When evaluating an AI sewer inspection vendor, ask questions in nine categories: turnaround time and inspection volume capacity, scope of output (defect coding only, or risk scoring and rehab recommendations as well), human oversight and QA/QC coverage, NASSCO PACP, MACP, and LACP coding standards compliance and supported versions, accessibility (proprietary viewer required or standard format), model training data volume and retraining frequency, model structure (tailored by pipe material and diameter or one-size-fits-all), video integrity (whether the original video is altered), and data security and hosting location. Asking these questions surfaces transparency issues before contract signing.
The main risks of AI sewer inspection tools include overcoding (which inflates rehabilitation budgets), undercoding (which misses critical defects), misleading confidence scores that lack context, vendor lack of transparency about QA/QC and model training, video tampering such as altering overlays, distances, or aspect ratios that compromises inspection integrity, and incomplete QA/QC where only a sample of inspections is reviewed. Mitigating these risks requires choosing a vendor with 100 percent human review, documented model performance metrics, transparent workflows, and a commitment to preserving the original video record.
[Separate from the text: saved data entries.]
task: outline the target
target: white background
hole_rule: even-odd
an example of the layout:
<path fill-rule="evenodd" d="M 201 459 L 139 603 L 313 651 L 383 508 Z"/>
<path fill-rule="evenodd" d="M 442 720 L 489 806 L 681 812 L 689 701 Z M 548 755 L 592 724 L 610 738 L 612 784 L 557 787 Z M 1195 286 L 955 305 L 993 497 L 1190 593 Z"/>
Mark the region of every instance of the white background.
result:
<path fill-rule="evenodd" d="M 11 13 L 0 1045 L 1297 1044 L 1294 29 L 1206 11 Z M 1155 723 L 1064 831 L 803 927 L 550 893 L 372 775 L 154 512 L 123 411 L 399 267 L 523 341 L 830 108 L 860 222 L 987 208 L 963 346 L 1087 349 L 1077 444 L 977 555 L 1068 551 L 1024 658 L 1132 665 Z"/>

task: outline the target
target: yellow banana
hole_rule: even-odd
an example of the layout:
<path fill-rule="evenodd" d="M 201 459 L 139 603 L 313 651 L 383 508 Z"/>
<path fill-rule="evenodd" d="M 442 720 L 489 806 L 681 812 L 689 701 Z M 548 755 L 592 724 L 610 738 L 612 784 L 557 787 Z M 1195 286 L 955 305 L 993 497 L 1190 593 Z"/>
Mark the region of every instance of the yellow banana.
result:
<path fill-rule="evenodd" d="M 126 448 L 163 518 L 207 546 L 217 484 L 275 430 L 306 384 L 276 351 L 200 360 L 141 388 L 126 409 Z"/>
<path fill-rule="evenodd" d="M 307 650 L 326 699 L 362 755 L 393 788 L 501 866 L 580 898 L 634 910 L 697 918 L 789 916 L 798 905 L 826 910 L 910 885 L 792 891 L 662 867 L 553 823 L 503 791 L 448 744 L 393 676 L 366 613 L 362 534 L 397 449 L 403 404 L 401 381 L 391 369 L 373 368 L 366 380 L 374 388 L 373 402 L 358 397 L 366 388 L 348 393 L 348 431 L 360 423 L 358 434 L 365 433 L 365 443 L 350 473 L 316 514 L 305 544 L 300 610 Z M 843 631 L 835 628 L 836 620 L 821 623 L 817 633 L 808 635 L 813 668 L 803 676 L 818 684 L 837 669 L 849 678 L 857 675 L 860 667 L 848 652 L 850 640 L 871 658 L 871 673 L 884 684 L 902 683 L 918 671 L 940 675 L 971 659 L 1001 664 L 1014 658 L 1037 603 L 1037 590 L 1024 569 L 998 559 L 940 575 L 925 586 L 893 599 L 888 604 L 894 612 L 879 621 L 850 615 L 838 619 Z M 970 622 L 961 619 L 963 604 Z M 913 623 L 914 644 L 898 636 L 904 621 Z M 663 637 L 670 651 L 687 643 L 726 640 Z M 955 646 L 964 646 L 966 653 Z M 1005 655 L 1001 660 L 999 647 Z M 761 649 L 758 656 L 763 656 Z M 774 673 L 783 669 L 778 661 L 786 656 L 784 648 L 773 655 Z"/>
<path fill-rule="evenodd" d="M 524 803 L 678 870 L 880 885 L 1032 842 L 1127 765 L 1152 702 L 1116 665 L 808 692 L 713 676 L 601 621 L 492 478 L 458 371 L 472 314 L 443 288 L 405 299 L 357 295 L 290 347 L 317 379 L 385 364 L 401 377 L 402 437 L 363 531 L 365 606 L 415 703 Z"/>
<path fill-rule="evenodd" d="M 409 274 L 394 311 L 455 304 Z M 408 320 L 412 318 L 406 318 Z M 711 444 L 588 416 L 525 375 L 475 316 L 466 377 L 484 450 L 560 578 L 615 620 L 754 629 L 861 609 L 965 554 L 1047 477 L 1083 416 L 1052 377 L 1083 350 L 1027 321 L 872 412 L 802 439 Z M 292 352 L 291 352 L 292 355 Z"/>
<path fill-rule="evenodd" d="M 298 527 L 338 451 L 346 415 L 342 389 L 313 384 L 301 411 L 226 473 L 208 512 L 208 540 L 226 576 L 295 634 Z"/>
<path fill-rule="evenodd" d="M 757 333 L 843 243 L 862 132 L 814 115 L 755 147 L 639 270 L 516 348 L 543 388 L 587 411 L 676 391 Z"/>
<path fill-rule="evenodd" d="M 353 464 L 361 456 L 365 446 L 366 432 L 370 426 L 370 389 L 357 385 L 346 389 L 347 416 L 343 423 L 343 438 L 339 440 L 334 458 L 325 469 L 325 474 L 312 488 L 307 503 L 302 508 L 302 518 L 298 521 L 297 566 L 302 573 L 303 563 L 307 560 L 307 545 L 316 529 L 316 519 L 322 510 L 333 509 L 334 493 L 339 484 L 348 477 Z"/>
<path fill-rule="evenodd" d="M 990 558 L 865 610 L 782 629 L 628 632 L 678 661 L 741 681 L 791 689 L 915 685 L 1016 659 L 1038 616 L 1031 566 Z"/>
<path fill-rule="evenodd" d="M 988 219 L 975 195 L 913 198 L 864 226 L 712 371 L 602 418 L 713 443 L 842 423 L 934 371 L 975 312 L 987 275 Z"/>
Overcoding is when AI flags more defects than are actually present, often because the model confuses look-alike features such as cobwebs, light cracks, and roots, which inflates rehabilitation cost estimates and unnecessary repair scopes. Undercoding is when AI misses real defects, which leaves critical structural and operational issues unaddressed and exposes utilities to risk. The most effective way to prevent both is a human-in-the-loop workflow with NASSCO-certified review on 100 percent of inspections and a model trained on human-validated examples that distinguish between visually similar conditions.
AI sewer inspection results should be QA/QC verified by NASSCO-certified coders on 100 percent of inspections, not just a sample. The verification process should preserve the original video without altering overlays, distances, or aspect ratios, document changes made during review for audit purposes, and feed flagged inspections back into the model retraining loop for continuous improvement. Vendors should be willing to explain their full QA/QC workflow, share model performance KPIs, and demonstrate how look-alike defects are distinguished to prevent overcoding and undercoding.
AiDetect is the AI-assisted defect coding solution from ITpipes that automatically identifies and codes defects in CCTV sewer pipe inspections according to NASSCO PACP standards. AiDetect uses a human-in-the-loop workflow, in which the AI processes inspection video, flags defects, and a NASSCO-certified coder reviews and finalizes every result before delivery. AiDetect supports faster turnaround (hours instead of days), consistent NASSCO coding, scalable inspection volumes, and seamless integration with GIS platforms like Esri ArcGIS and asset management systems such as OpenGov EAM, Trimble Cityworks, and Lucity.